Cisco 200-201 Exam With Confidence Using Practice Dumps

NIST SP 800-61 r2 outlines a structured incident handling lifecycle composed of four phases: Preparation, Detection and Analysis, Containment, Eradication, and Recovery, and Post-Incident Activity. Detection and Analysis involve identifying and investigating incidents, while Post-Incident Activity focuses on lessons learned and evidence retention for future reference.

 SP 800-61 Rev. 2, Computer Security Incident Handling Guide | CSRC, Computer Security Incident Handling Guide - NIST, We Read NIST SP 800-61 so You Don’t Have to.

 In RBAC, access is based on the roles that users have within an organization, and permissions to perform certain operations are assigned to specific roles. DAC, on the other hand, is a type of access control where the access rights are determined by the owner of the resource or the resource itself.

 Tap and SPAN are two methods of capturing network traffic for analysis.
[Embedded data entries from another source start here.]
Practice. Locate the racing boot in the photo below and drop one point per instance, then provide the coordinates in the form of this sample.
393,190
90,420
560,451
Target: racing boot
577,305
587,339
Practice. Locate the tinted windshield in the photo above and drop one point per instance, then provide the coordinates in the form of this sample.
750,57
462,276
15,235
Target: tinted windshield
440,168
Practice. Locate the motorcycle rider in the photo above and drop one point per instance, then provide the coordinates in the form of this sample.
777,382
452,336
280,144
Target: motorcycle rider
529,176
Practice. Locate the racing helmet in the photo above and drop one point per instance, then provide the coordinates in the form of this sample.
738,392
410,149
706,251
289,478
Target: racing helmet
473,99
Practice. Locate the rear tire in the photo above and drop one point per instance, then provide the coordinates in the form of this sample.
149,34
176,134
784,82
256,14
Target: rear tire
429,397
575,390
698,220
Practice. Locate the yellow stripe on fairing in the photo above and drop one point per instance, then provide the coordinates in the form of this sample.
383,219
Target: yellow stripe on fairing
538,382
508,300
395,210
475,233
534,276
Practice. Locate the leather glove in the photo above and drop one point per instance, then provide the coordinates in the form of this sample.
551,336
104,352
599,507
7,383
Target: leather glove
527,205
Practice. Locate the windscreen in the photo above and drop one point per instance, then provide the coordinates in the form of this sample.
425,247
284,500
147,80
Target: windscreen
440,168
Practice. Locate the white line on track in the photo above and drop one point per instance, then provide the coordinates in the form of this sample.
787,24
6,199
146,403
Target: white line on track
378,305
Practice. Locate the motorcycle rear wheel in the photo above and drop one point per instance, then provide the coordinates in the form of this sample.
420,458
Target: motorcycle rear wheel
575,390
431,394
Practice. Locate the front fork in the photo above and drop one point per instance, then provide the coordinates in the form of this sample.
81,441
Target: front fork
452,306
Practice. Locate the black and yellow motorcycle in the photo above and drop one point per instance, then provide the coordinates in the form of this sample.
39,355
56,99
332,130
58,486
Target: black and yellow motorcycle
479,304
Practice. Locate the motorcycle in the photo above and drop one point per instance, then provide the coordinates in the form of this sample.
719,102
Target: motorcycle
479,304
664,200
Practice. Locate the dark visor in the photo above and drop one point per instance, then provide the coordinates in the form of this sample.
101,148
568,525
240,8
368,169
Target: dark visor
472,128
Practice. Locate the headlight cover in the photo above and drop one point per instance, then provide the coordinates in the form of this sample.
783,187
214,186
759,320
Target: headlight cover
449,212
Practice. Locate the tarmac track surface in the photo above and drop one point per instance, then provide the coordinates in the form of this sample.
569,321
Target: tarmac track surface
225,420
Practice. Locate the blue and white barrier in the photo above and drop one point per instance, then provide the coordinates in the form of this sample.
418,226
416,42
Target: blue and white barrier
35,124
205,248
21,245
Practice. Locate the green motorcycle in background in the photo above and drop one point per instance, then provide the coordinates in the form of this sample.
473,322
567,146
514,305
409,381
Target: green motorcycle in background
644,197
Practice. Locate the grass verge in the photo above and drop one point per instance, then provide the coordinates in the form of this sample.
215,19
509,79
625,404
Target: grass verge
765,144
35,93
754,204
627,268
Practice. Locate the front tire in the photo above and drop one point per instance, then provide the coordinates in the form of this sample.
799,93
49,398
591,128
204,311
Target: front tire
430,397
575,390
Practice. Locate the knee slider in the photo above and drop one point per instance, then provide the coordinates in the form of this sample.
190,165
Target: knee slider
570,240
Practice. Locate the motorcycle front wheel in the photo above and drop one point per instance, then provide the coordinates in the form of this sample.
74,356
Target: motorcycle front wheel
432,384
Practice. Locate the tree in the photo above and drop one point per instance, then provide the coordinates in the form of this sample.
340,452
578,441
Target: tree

Tap (Test Access Point) is a hardware device that is inserted between two network devices and sends a copy of all traffic to a monitoring device. SPAN (Switched Port Analyzer) is a software feature that allows a network switch to replicate traffic from one or more source ports to a destination port, where a monitoring device is connected. Both methods provide visibility into network traffic, but Tap is more reliable and less intrusive than SPAN, as it does not affect the network performance or introduce errors. References := Understanding Cisco Cybersecurity Operations Fundamentals (CBROPS) - Cisco, page 68.